Go see the column, here: http://www.commondreams.org/views06/0717-22.htm
From this column, it appears to me that Florida, under Gov. Jeb Bush, is headed exactly the opposite direction of Texas, using the laws passed under his brother, Gov. George Bush, and contrary to the federal law, the No Child Left Behind Act.
Most troubling is what appears to be an effort to stamp out teaching about discrimination against African Americans and Native Americans.
“Is history “knowable, teachable, and testable?” Certainly people can work hard to know — to develop interpretations of processes and events in history and to understand competing interpretations. We can teach about those views. And students can be tested on their understanding of conflicting constructions of history.

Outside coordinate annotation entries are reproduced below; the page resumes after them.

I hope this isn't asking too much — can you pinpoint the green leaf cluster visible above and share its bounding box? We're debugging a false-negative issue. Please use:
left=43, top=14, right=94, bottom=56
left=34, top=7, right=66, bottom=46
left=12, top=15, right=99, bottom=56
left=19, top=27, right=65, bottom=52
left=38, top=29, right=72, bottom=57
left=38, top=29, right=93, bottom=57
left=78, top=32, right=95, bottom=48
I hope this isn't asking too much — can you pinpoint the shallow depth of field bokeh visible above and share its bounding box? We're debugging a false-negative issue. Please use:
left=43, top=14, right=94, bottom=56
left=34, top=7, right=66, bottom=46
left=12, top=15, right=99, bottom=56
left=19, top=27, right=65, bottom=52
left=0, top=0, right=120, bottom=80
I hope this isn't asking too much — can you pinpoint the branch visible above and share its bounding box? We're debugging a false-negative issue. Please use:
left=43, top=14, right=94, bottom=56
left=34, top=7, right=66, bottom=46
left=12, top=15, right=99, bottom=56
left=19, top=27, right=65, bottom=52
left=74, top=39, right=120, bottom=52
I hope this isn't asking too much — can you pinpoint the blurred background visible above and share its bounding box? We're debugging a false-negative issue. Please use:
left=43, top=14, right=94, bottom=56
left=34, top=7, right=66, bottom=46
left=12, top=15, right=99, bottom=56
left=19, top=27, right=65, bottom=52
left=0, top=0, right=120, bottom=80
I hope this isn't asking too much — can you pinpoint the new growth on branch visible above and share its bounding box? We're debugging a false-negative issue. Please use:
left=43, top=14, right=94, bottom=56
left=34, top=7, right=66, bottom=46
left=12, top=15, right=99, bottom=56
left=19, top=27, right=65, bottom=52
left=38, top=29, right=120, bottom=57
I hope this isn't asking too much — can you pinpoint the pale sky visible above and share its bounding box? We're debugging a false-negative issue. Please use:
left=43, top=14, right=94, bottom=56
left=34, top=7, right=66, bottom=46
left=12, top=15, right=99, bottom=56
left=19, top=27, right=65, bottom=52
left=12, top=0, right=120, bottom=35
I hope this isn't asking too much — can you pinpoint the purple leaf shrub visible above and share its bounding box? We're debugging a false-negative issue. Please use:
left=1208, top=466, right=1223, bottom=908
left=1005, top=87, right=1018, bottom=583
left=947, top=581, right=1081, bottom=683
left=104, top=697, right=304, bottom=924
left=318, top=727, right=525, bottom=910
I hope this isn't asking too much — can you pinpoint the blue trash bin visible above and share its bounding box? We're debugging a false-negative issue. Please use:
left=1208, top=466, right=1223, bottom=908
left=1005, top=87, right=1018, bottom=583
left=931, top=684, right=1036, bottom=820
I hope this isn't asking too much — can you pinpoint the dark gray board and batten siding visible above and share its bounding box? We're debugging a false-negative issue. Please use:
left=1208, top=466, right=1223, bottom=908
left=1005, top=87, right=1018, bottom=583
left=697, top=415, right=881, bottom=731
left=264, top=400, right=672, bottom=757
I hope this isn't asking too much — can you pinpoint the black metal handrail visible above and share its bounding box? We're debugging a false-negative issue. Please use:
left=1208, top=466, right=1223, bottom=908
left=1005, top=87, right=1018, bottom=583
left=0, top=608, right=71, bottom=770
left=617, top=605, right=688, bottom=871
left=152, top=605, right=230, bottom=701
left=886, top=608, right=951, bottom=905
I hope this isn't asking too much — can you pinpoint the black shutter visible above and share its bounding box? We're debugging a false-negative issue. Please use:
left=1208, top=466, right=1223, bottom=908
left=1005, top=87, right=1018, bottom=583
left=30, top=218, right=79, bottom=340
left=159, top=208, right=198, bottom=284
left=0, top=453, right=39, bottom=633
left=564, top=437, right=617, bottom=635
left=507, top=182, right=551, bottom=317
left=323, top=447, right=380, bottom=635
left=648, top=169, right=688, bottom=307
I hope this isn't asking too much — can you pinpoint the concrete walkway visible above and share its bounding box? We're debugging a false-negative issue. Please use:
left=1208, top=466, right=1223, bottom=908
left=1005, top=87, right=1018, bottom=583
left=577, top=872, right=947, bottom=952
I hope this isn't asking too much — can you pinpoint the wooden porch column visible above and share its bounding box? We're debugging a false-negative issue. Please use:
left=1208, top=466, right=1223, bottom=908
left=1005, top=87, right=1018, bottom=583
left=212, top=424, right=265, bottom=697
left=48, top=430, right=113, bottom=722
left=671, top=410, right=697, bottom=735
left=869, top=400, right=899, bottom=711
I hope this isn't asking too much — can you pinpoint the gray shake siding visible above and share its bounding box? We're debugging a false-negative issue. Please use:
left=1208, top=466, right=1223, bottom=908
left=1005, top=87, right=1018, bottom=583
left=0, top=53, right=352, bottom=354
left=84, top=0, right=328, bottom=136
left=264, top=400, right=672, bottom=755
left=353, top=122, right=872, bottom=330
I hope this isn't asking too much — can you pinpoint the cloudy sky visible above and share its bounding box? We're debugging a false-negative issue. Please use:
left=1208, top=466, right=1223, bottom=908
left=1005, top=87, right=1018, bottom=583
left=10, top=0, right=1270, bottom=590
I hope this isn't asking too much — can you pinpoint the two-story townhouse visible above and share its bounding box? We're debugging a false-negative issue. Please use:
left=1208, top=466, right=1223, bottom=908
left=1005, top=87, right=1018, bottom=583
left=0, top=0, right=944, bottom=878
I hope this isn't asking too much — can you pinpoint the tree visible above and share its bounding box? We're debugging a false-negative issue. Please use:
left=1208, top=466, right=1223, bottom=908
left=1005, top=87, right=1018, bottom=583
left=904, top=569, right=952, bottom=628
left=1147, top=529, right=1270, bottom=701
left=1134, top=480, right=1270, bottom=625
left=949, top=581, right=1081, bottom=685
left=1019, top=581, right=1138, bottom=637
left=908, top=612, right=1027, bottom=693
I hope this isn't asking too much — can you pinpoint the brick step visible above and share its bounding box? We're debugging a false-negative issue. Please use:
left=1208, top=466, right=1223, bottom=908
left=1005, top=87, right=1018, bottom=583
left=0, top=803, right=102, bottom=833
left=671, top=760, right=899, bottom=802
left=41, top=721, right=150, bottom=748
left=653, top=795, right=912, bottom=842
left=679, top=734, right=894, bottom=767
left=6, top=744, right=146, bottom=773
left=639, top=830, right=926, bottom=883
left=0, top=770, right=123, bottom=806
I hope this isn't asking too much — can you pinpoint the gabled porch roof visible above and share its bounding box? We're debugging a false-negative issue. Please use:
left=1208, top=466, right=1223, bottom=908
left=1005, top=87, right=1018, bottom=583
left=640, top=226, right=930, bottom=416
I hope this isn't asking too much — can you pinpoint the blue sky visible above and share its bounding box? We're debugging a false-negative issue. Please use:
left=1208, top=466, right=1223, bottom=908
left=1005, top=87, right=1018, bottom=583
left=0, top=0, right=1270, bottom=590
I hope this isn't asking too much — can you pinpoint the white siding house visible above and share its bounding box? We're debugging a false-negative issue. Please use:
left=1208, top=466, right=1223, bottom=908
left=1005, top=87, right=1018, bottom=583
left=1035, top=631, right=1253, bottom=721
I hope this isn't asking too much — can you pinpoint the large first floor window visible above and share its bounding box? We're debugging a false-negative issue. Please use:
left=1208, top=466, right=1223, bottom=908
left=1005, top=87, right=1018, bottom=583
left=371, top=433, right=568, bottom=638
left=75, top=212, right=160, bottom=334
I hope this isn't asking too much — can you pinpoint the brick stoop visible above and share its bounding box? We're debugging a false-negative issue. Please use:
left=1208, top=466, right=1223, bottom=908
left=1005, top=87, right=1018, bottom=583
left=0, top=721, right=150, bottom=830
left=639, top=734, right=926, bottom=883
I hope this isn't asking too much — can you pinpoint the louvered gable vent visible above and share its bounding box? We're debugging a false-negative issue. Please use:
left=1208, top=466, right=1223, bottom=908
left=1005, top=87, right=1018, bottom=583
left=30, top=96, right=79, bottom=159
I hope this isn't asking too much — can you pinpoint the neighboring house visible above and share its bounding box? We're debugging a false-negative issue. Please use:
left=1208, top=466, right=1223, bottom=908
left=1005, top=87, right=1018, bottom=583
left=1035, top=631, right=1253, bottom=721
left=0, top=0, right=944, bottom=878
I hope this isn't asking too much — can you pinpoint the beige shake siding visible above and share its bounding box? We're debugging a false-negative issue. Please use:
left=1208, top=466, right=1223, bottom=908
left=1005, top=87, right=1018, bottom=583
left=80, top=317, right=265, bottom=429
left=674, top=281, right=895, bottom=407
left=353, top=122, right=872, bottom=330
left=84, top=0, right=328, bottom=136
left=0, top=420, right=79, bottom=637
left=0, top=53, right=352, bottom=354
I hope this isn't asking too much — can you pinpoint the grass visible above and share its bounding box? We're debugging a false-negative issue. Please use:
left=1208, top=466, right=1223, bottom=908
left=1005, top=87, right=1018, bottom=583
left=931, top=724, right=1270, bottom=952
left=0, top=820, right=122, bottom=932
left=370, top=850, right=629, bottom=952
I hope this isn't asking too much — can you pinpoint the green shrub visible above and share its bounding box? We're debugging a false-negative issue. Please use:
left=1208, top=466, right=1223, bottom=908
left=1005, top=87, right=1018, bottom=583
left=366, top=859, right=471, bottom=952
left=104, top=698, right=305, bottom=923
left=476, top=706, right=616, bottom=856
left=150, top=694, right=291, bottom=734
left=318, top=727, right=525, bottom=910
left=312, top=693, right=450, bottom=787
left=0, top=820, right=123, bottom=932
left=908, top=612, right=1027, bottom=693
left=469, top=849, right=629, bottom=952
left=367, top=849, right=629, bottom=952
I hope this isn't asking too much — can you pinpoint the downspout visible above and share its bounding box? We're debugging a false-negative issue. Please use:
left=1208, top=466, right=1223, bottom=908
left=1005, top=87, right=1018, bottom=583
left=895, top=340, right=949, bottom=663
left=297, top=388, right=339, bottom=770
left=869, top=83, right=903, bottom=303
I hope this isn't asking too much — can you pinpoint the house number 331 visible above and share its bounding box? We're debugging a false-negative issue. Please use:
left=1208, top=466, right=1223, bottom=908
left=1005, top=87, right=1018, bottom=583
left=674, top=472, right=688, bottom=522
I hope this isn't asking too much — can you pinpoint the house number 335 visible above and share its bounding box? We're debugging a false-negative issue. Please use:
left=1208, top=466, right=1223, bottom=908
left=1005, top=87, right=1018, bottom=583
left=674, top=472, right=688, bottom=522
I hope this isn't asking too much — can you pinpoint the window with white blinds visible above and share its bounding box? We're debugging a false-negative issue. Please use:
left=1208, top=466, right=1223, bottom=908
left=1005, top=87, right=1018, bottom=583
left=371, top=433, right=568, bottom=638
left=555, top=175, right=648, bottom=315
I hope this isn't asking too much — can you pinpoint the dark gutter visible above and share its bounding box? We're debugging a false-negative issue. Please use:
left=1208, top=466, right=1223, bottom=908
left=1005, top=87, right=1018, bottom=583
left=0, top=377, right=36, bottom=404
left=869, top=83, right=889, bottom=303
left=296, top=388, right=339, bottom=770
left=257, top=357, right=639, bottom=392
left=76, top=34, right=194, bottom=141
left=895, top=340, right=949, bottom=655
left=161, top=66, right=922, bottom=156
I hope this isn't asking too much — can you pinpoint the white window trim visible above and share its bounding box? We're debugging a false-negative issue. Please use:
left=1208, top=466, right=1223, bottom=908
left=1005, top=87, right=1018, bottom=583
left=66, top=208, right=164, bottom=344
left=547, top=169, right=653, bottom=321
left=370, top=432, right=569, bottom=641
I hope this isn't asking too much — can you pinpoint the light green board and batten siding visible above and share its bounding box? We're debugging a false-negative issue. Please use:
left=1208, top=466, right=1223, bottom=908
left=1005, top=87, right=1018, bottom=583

“But the real test is whether Americans can come to terms with not only the grand triumphs but also the profound failures of our history. At stake in that test is not just a grade in a class, but our collective future.”
See this account from “Sean’s Russia Blog”: http://seansrusskiiblog.blogspot.com/2006/06/revisiting-floridas-ban-on-revisionism.html
Readers from Florida: Can you lend details? Is this as bad as it seems?
Generally, if teachers are trained well in history, their students will get the sort of education that leads them to be better citizens, able to pull from history what they need to function in their lives as citizens of their cities, states and nation. Propaganda will be, in the end, self-defeating. The best way to teach history is straight up, warts and all, and invite criticism.
Georges Santayana had it right: Those who do not know history are condemned to repeat it. We teach history to avoid exactly that condemnation. Does Florida’s law help toward that goal, or hinder our efforts to educate our children?
Update: J. L. Bell at Boston 1775 looks at the Florida standards specifically with regard to the Declaration of Independence. It’s not pretty.